Oggi, come cento anni fa, soffiano in Europa i venti di una guerra. FERNANDO DE HARO ci ricorda come si può far in modo di spegnere i focolai della violenza umana

Più o meno la situazione è come cento anni fa. Fortunatamente la Crimea non è la Serbia, non c’è l’Arciduca Francesco Ferdinando e nessuno vuole la guerra. La crisi scoppiata in Crimea è comunque molto grave. La Russia di Putin non è disposta a sopportare la caduta di Yanukovich e ad accettare un governo pro-Europa in un Paese che ha sempre considerato un proprio satellite; non può consentire che una regione energeticamente strategica sia fuori dal suo controllo. In realtà, la Russia non ha mai nemmeno concepito la possibilità di un’Ucraina come quella attuale, costruita con i resti dell’Impero austro-ungarico e i territori che considera suoi: la base della flotta a Sebastopoli non può restare isolata.

Non siamo nel 1914 perché non ci sono più le potenze centrali, perché la Germania non vuole un conflitto, perché esiste una cosa che si chiama Unione europea che, nonostante tutto, rappresenta un passo avanti.

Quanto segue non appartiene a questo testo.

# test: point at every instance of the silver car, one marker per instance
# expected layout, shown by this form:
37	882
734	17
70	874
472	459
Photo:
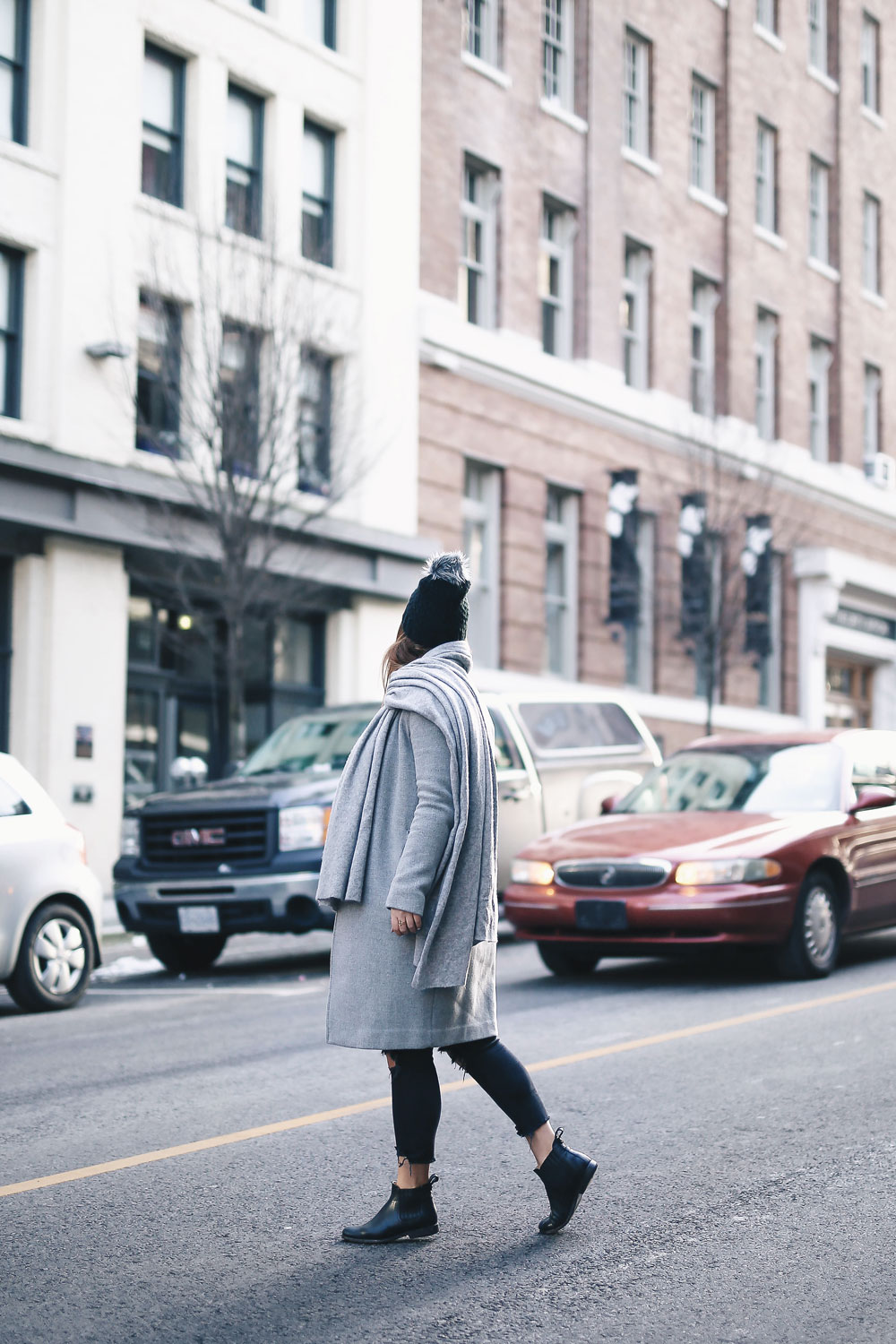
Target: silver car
50	900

E perché gli Stati Uniti, con tutti i loro limiti e la loro “decadenza”, non predicano l’isolazionismo: speriamo che Obama non sia come Wilson. Forse la Russia è quella più indietro nel tempo, come se la Rivoluzione d’ottobre avesse aperto una parentesi ancora non chiusa: sogna un impero.

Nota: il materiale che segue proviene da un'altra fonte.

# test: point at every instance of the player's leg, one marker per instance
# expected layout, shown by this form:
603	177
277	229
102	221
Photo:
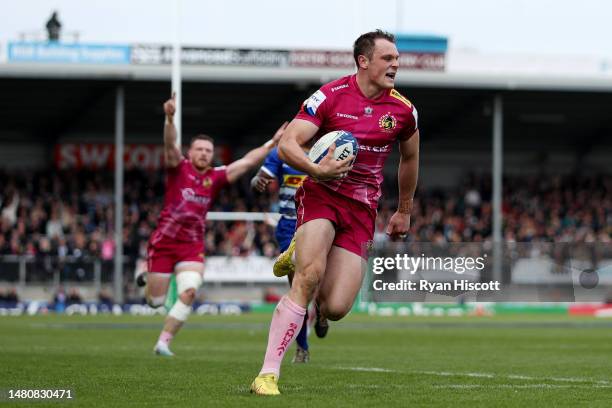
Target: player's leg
284	235
188	281
340	283
160	265
313	240
156	288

Non siamo nel 1914, ma forse siamo nel 2008, quando abbiamo visto l’invasione della Georgia. O nel 1991, quando è iniziato il crollo della ex Jugoslavia. Sicuramente non ci sarà altra scelta che tollerare una Crimea russa, sebbene non si possa scartare l’ipotesi di una guerra civile, perché l’Ucraina, come gli altri paesi nati dalla rottura dell’Impero Austroungarico, non è riuscita a darsi stabilità: russi, tedeschi, polacchi, tartari e ruteni formano un mosaico di popoli che possono dividersi e affrontarsi sotto le bandiere di Oriente e Occidente. Ancora una volta si rende necessario rileggere il “Requiem per un impero defunto” di Francois Fejto.

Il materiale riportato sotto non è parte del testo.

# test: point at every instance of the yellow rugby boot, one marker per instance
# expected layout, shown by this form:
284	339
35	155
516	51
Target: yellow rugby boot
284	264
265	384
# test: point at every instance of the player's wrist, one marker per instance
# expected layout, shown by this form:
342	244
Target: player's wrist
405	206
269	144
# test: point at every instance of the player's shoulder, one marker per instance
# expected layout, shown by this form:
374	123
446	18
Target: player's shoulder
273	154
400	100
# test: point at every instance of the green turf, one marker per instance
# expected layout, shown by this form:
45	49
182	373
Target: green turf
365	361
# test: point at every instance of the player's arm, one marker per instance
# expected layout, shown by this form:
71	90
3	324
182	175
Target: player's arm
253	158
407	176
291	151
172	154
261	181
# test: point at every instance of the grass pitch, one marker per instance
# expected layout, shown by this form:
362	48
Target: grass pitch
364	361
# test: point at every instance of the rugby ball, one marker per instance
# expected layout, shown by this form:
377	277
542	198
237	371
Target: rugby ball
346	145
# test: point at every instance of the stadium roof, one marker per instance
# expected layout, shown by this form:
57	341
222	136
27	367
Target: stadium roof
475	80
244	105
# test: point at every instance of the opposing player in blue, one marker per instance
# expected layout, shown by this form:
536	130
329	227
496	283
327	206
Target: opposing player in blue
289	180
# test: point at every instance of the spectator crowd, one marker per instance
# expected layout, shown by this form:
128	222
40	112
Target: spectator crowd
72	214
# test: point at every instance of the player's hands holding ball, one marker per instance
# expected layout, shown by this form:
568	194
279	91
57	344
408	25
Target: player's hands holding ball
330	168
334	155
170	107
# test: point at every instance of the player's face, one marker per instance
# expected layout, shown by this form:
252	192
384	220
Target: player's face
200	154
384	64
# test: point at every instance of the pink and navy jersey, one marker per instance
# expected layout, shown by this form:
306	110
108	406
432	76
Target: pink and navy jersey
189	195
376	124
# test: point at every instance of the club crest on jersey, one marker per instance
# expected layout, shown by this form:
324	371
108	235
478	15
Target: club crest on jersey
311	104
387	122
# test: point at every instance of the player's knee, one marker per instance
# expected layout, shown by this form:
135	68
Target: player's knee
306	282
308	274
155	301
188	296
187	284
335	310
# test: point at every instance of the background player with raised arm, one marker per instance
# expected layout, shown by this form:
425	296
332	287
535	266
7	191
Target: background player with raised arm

Non siamo nel 1914 per la geopolitica, ma lo siamo per la cultura. Le fonti a cui si sono abbeverati quei giovani che cento anni fa sono scesi in piazza in Germania, Inghilterra e Russia manifestando per la guerra sono le nostre stesse fonti. Quei ragazzi volevano azione, il rumore delle macchine e il sangue della battaglie, per uscire dall’impasse in cui erano bloccati. Erano cresciuti nella Belle Époque. Dopo l’inizio della Seconda rivoluzione industriale la prosperità e la classe media crebbero in tutta Europa, ma questo progresso non era sufficiente.

La domanda di significato della vita non trovava risposta nel vecchio mondo che è scomparso. Le attività di personaggi come Planck, Einstein e Freud avevano minato le certezze di un tempo, generando un’inquietudine senza limiti, espressa anche da una produzione artistica a livelli conosciuti poche altre volte. La generazione che ha finito per desiderare l’annichilimento, dopo mesi nelle trincee, è quella di Tadzio de “La morte a Venezia” (di Thomas Mann) e di Sebastian di “Ritorno a Brideshead” (di Evelyn Waugh), quella del modernismo. È un tempo che grida in modo geniale, pazzo, febbrile e distruttivo nelle tele del postimpressionismo, del cubismo e dell’espressionismo.

Quel desiderio esplosivo di significato ha finito per gettarsi nelle mani dei nazionalismi. È fuggito dal presente cercando paradisi futuri fatti di bandiere e inni. Non si può tenere tanto tempo la domanda aperta senza una soluzione. E il potere è sempre disposto a offrire una formula rapida per utilizzare questa energia che muove il mondo.

Siamo nel 1914 perché nonostante l’effetto anestetizzante del consumismo, noi figli della seconda modernità, quando vogliamo dar voce al nostro cuore lo facciamo con il linguaggio di quell’epoca. Siamo per certi versi allo stesso punto di allora: fortunatamente sono state costruite barriere contro il nazionalismo, ma sfortunatamente il nichilismo non è scomparso, è solo indebolito.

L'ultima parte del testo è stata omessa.